But Isn’t The Earth Supposed to Melt Away?

Judgment in the Old Testament

The Old Testament talks often of judgment. This judgment is usually violent and earth-shattering.

The voice of the LORD shakes the wilderness; the LORD shakes the wilderness of Kadesh. The voice of the LORD causes oaks to whirl, and strips the forest bare. (Psalm 29:8-9)

LORD, when you went out from Seir . . .  the mountains quaked before the LORD, the One of Sinai. (Judges 5:4-5)

The mountains will melt under him. (Micah 1:4)

See, the day of the LORD comes,  cruel, with wrath and fierce anger, to make the earth a desolation, and to destroy its sinners from it. For the stars of the heavens and their constellations will not give their light; the sun will be dark at its rising, and the moon will not shed its light. (Isaiah 13:9-10)

Surely this is talking about the destruction of this world, right?

Not at all, Middleton argues. This judgment is very real and terrifying for those who have chosen to rebel against God, but it is an “intrahistorical” judgment. God’s judgment comes in the midst of everyday life and then life continues, purged of the offending source of evil.  Isaiah 24 speaks of the violent shaking of the world in punishment (vv. 1-13, 17-23b) but by the end of the oracle the redeemed are able to stand before God at Mount Zion (that is, Jerusalem) and sing praise (vv. 14-16, 23b).  Haggai speaks of an overturning of “the nations” (2:6-7) but their treasures will still remain, as will the Temple (2:7).  Repeatedly, the prophets talk of the “Day of the LORD” as a point in history after which more history takes place, not an event at the end of time. Bear in mind too the poetic nature of language. Yes, the sun will stop shining (Isaiah 13:10), the day will turn to dark (Ezekiel 32:7-8), the mountain will melt away (Micah 1:4), and the skies roll up like a scroll (Isaiah 34:4).  But are these descriptions literal? If God’s judgment is “intrahistorical” as Middleton is arguing, these cannot be literal descriptions.
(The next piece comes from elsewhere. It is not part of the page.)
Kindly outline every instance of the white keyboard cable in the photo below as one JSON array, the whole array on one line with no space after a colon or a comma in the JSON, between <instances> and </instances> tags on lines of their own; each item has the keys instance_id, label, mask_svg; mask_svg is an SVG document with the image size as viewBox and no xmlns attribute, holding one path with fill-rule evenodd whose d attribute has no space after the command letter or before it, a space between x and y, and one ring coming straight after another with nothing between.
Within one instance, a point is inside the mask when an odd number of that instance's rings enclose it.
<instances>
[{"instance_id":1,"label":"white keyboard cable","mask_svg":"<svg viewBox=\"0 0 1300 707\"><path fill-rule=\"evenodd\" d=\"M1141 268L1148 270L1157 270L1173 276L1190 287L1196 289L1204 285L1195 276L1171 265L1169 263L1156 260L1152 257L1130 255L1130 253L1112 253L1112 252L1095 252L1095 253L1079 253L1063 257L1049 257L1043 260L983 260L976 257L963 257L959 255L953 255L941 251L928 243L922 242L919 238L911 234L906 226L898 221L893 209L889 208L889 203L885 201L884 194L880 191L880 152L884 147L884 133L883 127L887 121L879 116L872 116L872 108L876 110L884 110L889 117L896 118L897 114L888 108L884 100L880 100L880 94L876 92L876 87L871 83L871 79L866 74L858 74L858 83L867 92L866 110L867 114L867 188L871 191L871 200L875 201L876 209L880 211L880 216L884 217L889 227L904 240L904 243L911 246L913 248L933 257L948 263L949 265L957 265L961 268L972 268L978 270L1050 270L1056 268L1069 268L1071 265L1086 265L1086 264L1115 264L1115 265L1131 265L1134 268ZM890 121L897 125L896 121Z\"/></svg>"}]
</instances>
And we know language is far more varied and rich (“multivalent” is Middleton’s word) than wooden literalism. God’s judgment is big, bad, and hairy. It shakes up the foundations of the systems presently in place. It changes our world as we know it. It is as if the very ground beneath your feet is moving. Metaphor. Hypothetical. We don’t need to make more of this language than that.

Middleton asserts that judgment is never the point by itself. In the Old Testament we always see God bringing judgment in order to prepare the way for salvation and human flourishing once again. As happened at Babel, with Noah, or the Babylonian Exile, restoration of life and blessing follow destruction. So what can we extrapolate from this regarding the end of the world. If God will work then as He worked in the Old Testament (a safe assumption?), destructive judgment and purging of evil is not the end. History will continue (maybe in some different state?) but in a cleaned up, “refined by fire” fashion (Malachi 3:2-3). That which was tarnished by sin will be redeemed for good purposes (such as the prideful trading ships of Tarshish in Isaiah 2 that return in the new Jerusalem in Isaiah 60 as ships ferrying people to Zion). God will not destroy this world, he will recreate it.